22 Dlatego jesteś wielki, PANIE Boże. Nie ma bowiem nikogo podobnego do ciebie i nie ma Boga oprócz ciebie, zgodnie z tym, co usłyszeliśmy na własne uszy.
Przetoż wielmożnym jesteś, Panie Boże; bo nie masz podobnego tobie, i nie masz Boga oprócz ciebie, według wszystkiego, cośmy słyszeli w uszy nasze.
23 I czyż jest taki naród na ziemi jak twój lud Izrael, dla którego Bóg wyruszył, aby wykupić [go] sobie jako lud, by uczynić [wielkim] swoje imię i dokonać dla nich wielkich i straszliwych rzeczy w twojej ziemi, przed twoim ludem, który wykupiłeś sobie z Egiptu, spośród narodów i ich bogów?

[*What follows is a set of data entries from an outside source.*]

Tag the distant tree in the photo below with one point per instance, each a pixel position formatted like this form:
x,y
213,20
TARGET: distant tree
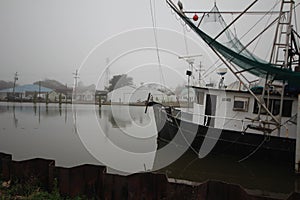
x,y
119,81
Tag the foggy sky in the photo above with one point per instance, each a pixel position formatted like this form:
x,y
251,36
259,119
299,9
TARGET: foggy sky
x,y
52,38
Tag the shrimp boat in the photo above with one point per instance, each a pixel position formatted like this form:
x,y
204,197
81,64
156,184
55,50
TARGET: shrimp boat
x,y
259,121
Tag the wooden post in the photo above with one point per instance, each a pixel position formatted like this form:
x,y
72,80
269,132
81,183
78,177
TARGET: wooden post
x,y
297,158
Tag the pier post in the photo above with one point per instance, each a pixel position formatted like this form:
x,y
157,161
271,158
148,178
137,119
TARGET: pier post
x,y
297,158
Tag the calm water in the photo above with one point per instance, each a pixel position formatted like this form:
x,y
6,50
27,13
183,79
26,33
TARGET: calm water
x,y
124,139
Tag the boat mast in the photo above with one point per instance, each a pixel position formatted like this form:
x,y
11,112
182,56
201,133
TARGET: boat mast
x,y
281,47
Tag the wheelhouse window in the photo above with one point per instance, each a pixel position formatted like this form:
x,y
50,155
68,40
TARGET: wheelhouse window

I gdzież jest taki lud na ziemi, jako Izrael? dla któregoby Bóg szedł aby go sobie odkupił za lud, i uczynił sobie imię, i sprawił wam wielkie i straszne rzeczy w ziemi twojej, przed obliczem ludu twego, któryś sobie wykupił z Egiptu, z pogaństw a i z bogów ich;
24 Ustanowiłeś sobie bowiem swój lud, Izraela, aby był dla ciebie ludem na wieki. A ty, PANIE, stałeś się jego Bogiem.
I zmocniłeś sobie lud twój Izraelski, abyć był ludem aż na wieki; a ty Panie stałeś się im za Boga.
25 Teraz więc, PANIE Boże, utwierdź na wieki słowo, które wypowiedziałeś o swoim słudze i o jego domu, i czyń, jak powiedziałeś;
Przetoż teraz, o Panie Boże, słowo, któreś powiedział o słudze twoim i o domu jego, utwierdź aż na wieki, a uczyń tak jakoś mówił,
26 Aby twoje imię było wielbione na wieki, aby mówiono: PAN zastępów jest Bogiem nad Izraelem, a dom twego sługi Dawida będzie utwierdzony przed tobą.
Aby uwielbione było imię twoje aż na wieki, żeby mówiono: Pan zastępów Bogiem nad Izraelem, a dom sługi twego Dawida będzie umocniony przed twarzą twoją.
27 Ty bowiem, PANIE zastępów, Boże Izraela, objawiłeś swemu słudze, mówiąc: Zbuduję ci dom. Dlatego twój sługa ośmielił się skierować do ciebie tę modlitwę.
Albowiem ty Panie zastępów, Boże Izraelski, objawiłeś słudze twemu, mówiąc: Dom zbuduję tobie. Przetoż za słuszną rzecz znalazł sługa twój w sercu swojem, aby się modlił tobie tą modlitwą.
28 A teraz, Panie BOŻE, ty jesteś tym Bogiem, a twoje słowa są prawdą, obiecałeś swemu słudze tę dobroć.
Teraz tedy, Panie Boże, tyś sam Bóg, a słowa twe są prawdą, i rzekłeś do sługi twojego te dobre rzeczy.
29 Teraz więc racz pobłogosławić dom swego sługi, aby przed tobą trwał na wieki. Ty bowiem, Panie BOŻE, to powiedziałeś i dzięki twojemu błogosławieństwu dom twego sługi będzie błogosławiony na wieki.
Raczże już teraz błogosławić domowi sługi twego, aby trwał na wieki przed tobą; boś ty Panie Boże rzekł: Że błogosławieństwem twojem będzie ubłogosławion dom sługi twego na wieki.